World A has a million people with an average utility of 10; world B has 100 people with an average utility of 11. Average utilitarianism says world B is preferable to world A. This seems counterintuitive as it has less total utility, but what if we reframe the question?
Imagine you are behind a veil of ignorance and you have to choose which world you will be instantiated into, becoming one citizen randomly selected from the population. From this perspective, world B is the obvious choice: even though it has far less total utility than word A, you personally get more utility by being instantiated into world B. This remains true even if world B only has 1 citizen, though most people, presumably, have "access to good company" in their utility function.
This reframing seems to invert my intuitions. Though this may just mean I am more selfish than most.

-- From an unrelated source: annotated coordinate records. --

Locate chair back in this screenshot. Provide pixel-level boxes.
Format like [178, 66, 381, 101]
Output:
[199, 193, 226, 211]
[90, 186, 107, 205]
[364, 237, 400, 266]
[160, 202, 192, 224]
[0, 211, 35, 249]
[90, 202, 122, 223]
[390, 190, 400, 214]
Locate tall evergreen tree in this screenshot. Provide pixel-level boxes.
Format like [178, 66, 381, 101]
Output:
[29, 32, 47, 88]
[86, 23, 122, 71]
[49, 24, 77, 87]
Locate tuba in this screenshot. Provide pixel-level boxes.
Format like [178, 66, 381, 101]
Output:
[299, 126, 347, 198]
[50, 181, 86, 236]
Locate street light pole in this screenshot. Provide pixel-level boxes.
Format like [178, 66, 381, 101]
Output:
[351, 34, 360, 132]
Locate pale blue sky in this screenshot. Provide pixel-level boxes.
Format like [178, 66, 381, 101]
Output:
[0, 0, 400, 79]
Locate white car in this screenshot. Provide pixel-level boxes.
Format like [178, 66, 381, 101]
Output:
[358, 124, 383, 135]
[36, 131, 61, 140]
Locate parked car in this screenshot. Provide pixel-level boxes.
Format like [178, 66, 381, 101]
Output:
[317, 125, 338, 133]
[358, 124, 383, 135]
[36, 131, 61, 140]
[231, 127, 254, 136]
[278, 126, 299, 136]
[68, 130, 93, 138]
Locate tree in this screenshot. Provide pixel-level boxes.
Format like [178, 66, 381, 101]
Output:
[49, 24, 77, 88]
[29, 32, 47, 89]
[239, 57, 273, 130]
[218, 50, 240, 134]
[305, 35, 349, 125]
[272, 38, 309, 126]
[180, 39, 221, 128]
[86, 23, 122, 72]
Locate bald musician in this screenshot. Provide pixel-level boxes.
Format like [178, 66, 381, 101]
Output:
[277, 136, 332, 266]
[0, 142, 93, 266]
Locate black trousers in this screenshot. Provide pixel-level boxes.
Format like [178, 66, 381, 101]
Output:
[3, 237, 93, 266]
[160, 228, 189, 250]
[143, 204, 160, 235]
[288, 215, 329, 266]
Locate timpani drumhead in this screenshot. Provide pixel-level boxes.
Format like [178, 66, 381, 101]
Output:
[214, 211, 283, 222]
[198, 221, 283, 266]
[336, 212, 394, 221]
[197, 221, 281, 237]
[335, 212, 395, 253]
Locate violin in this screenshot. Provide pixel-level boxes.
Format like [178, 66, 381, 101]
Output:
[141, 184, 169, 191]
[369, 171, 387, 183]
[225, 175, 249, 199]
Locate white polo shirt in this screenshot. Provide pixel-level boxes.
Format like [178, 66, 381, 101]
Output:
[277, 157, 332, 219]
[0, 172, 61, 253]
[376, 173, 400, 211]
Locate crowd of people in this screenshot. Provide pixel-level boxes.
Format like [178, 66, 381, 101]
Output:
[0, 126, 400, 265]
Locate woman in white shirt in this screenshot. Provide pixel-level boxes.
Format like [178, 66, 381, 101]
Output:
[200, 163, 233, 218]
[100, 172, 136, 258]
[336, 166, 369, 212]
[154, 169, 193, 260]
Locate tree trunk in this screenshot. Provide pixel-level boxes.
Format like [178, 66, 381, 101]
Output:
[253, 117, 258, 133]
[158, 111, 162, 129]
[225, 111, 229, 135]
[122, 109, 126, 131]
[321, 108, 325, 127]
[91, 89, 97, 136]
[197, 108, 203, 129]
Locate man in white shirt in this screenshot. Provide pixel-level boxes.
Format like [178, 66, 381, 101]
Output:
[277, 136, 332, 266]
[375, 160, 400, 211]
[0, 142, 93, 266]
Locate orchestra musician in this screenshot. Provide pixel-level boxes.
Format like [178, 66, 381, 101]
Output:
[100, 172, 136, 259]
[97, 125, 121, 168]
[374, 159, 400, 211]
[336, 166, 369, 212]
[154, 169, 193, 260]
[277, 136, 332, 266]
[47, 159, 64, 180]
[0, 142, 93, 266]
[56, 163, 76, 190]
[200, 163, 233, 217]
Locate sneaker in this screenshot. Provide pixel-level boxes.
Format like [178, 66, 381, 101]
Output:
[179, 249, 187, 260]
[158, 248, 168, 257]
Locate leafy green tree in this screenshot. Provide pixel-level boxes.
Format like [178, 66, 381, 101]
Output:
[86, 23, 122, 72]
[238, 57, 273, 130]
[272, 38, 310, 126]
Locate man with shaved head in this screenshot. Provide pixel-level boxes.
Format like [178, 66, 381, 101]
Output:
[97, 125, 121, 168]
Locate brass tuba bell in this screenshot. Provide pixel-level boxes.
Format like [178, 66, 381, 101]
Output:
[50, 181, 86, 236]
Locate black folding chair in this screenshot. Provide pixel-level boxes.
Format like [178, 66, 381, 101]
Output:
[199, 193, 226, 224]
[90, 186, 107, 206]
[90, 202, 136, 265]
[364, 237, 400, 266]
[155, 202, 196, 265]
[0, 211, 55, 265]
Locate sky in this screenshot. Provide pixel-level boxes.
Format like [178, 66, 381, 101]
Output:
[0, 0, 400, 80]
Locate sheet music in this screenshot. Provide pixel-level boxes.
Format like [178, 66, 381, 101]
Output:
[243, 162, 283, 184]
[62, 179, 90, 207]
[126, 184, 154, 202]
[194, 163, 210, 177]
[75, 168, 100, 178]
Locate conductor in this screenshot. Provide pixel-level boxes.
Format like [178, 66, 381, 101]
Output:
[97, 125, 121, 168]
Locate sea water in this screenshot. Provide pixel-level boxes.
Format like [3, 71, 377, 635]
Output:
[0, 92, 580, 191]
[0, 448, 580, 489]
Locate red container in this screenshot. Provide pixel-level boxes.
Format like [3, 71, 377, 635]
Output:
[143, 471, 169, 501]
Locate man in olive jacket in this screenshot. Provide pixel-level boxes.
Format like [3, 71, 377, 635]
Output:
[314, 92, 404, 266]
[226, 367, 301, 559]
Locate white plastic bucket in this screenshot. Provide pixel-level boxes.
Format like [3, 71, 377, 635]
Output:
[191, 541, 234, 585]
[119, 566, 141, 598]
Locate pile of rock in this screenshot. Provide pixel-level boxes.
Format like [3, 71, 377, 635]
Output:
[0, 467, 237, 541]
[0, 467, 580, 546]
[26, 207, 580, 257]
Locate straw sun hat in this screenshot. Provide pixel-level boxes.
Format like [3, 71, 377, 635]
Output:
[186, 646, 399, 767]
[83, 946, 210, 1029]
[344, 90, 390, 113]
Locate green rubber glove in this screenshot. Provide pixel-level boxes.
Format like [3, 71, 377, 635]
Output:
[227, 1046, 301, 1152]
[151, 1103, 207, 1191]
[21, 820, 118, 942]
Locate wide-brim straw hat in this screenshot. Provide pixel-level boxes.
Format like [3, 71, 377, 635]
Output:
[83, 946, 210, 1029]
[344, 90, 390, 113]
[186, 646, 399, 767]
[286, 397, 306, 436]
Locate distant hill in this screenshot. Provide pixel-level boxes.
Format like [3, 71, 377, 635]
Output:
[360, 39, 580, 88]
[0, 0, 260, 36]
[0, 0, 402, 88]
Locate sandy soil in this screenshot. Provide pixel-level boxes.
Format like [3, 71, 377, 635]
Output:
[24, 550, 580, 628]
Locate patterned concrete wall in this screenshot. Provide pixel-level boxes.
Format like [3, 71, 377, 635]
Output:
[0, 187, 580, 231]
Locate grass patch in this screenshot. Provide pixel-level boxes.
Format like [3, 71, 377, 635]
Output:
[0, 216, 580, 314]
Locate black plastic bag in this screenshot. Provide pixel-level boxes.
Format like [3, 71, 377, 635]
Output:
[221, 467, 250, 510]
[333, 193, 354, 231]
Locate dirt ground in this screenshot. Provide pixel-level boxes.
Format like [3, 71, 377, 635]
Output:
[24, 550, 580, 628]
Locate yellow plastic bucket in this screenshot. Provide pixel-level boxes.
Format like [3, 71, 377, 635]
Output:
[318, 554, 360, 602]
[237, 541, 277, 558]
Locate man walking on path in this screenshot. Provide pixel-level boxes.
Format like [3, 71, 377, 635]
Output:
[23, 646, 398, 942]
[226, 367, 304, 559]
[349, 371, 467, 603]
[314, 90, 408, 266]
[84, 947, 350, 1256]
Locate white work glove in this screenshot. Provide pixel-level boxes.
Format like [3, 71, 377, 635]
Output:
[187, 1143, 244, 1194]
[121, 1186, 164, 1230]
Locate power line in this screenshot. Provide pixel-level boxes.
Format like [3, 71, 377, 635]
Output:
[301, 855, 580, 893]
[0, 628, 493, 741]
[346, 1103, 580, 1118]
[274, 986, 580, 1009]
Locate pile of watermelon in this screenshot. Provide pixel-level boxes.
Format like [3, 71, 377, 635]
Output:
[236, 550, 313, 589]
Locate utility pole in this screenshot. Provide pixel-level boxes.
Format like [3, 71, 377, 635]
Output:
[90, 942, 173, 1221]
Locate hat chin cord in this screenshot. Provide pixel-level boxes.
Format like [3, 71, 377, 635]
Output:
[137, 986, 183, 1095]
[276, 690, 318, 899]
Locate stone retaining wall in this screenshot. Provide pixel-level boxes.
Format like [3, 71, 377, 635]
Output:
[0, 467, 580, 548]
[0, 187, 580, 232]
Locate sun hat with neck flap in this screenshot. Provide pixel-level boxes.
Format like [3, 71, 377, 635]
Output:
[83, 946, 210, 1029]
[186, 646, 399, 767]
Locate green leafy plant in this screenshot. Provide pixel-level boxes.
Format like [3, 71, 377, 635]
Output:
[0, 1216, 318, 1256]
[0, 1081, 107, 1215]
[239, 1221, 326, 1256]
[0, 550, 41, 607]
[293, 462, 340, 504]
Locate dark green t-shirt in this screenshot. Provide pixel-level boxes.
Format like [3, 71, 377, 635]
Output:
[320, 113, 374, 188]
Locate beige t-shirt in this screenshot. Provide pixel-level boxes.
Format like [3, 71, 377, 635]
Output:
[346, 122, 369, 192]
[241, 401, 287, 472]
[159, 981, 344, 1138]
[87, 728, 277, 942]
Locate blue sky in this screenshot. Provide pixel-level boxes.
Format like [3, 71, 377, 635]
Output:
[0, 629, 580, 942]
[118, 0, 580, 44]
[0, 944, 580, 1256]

This has always been how I thought about it. (I consider myself approximately an Average Utilitarian, with some caveats that this is more descriptive than normative)
One person who disagreed with me said: "you are not randomly born into 'a person', you are randomly born into 'a collection of atoms.' A world with fewer atoms arranged into thinking beings increases the chance that you get zero utility, not whatever the average utility from among whichever patterns have developed consciousness"
I disagree with that person, but just wanted to float it as an alternate way of thinking.
It's the difference between SIA and SSA. If you work with SIA, then you're randomly chosen from all possible beings, and so in world B you're less likely to exist.